Sarah Finn (this time accompanied by Terri Douglas and Krista Husar) has never missed in the casting department, and she continues her wildly successful streak with “Moon Knight.” When he’s not being subjected to the aforementioned Marvel brand of “comedy” and quips, Oscar Isaac is amazing. The way he manages to make Steven Grant and Marc Spector different from each other, sometimes in the same scene, is fascinating to watch (even though you know that it’s common for actors to do so). There’s a moment where he is low-key puppeteered by Khonshu, and the way he enunciates every word and contorts his body is brilliant. F. Murray Abraham as Khonshu is hilarious (that’s an “Inside Llewyn Davis” reunion right there), mysterious, and scary at times. He aptly essays Khonshu’s nonchalant vibe, and his chemistry with Isaac is smooth. Ethan Hawke’s portrayal of Harrow is spine-chilling. He appears totally calm and composed. But like the shards of glass in his sandals, he subtly exposes the simmering violence inside him. May Calamawy is charming and confident as Layla. The rest of the supporting cast do a fine job during their assigned screen time.

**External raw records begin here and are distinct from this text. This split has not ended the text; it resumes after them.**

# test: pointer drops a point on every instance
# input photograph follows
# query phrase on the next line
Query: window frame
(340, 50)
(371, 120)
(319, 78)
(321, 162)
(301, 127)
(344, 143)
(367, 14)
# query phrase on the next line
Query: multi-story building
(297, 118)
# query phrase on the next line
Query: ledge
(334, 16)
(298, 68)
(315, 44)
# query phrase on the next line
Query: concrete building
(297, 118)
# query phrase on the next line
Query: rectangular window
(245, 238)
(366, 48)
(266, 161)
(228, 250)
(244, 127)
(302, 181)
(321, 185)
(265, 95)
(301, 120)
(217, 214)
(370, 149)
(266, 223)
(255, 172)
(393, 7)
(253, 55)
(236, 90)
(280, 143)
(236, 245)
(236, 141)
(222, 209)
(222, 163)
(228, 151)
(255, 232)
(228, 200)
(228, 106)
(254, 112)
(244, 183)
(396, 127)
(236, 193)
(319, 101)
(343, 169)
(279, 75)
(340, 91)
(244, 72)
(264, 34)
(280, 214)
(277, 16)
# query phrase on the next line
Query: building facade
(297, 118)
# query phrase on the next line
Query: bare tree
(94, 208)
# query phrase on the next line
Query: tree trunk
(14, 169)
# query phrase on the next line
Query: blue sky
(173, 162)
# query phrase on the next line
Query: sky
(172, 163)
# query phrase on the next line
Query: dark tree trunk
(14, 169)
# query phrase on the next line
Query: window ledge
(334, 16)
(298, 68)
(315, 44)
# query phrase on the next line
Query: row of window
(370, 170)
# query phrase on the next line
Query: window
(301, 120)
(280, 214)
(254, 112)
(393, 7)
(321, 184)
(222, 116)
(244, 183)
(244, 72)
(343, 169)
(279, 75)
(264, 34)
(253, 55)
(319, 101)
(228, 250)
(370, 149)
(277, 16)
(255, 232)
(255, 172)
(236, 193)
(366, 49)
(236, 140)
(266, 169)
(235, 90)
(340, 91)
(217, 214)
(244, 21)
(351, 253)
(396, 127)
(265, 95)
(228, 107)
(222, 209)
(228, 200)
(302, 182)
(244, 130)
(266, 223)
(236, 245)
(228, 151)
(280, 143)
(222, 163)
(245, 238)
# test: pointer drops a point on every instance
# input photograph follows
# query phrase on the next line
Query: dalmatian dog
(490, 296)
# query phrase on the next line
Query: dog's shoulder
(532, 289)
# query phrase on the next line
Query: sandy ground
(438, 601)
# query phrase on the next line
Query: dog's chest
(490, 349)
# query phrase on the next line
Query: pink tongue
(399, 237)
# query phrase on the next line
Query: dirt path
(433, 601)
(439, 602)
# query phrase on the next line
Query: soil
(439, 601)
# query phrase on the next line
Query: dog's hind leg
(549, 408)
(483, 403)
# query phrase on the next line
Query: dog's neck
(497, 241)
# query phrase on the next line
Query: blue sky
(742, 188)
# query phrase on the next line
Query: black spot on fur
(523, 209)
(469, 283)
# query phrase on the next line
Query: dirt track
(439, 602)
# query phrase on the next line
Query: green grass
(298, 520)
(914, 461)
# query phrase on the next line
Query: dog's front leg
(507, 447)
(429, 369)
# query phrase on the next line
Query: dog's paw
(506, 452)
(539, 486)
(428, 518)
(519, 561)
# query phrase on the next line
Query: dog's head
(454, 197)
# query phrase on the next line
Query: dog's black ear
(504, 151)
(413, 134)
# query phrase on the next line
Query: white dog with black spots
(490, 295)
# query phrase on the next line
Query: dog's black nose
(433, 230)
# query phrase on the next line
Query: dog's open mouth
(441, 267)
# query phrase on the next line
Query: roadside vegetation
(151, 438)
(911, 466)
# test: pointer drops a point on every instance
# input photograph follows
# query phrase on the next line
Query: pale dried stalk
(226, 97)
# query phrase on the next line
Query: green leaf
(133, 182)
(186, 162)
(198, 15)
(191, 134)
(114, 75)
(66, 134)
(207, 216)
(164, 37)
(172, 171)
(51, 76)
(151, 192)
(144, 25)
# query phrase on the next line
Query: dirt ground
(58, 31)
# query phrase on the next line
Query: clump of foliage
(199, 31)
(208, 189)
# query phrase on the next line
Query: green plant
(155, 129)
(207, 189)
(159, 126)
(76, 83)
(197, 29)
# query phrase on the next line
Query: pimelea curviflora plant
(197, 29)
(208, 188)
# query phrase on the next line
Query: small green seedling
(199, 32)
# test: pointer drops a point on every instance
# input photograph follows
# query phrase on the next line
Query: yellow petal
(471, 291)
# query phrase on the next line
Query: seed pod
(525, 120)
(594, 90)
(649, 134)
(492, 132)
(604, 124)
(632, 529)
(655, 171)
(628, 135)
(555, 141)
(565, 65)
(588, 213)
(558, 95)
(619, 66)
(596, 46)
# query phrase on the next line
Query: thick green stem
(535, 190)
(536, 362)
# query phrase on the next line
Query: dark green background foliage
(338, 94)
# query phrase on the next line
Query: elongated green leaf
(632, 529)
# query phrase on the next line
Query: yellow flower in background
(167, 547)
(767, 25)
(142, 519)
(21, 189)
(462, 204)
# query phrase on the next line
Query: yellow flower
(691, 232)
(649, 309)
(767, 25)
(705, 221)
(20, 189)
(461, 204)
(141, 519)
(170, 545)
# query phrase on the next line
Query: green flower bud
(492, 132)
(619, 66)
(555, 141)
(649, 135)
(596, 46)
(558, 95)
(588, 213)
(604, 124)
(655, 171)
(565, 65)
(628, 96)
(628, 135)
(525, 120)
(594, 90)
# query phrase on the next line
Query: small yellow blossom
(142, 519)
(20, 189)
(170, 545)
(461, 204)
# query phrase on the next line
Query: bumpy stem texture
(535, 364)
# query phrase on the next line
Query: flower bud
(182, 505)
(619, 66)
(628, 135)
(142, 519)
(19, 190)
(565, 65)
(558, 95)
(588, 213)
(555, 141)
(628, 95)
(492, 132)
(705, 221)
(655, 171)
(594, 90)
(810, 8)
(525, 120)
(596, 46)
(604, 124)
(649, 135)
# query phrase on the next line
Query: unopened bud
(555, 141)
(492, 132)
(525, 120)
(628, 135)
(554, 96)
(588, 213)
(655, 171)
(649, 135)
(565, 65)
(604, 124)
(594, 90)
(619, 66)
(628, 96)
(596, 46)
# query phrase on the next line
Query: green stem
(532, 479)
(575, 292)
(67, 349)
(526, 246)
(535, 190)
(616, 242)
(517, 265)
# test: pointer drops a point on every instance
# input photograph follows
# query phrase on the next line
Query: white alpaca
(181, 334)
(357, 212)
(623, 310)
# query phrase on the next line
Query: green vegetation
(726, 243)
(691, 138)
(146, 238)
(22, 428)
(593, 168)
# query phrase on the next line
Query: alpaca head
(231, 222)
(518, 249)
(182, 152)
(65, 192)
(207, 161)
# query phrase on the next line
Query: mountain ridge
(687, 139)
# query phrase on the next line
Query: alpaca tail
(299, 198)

In conclusion, “Moon Knight” is fine. It has a banger of a soundtrack, and Hesham Nazih’s score will manage to etch itself into your brain, which is something that every superhero theme should aim to do. As mentioned earlier, the acting is great, which is something that’s expected when you’re casting brilliant actors like Oscar Isaac and Ethan Hawke. The show has moments of brilliance. But for some reason, the showrunners are not interested in letting those moments breathe. There’s a sense of adventure, horror, confusion, and action, which is constantly undercut by Marvel’s unfunny brand of comedy. Thankfully, despite the choppiness of the action and drama, the overall pacing never lags. So, you won’t be bored. However, is that enough? Not being boring? Is the bar really that low? Well, going by Marvel’s mediocre Disney+ shows, it is, and “Moon Knight” is evidently not looking to change that status quo.
“Moon Knight” is a 2022 Action Thriller miniseries created by Jeremy Slate.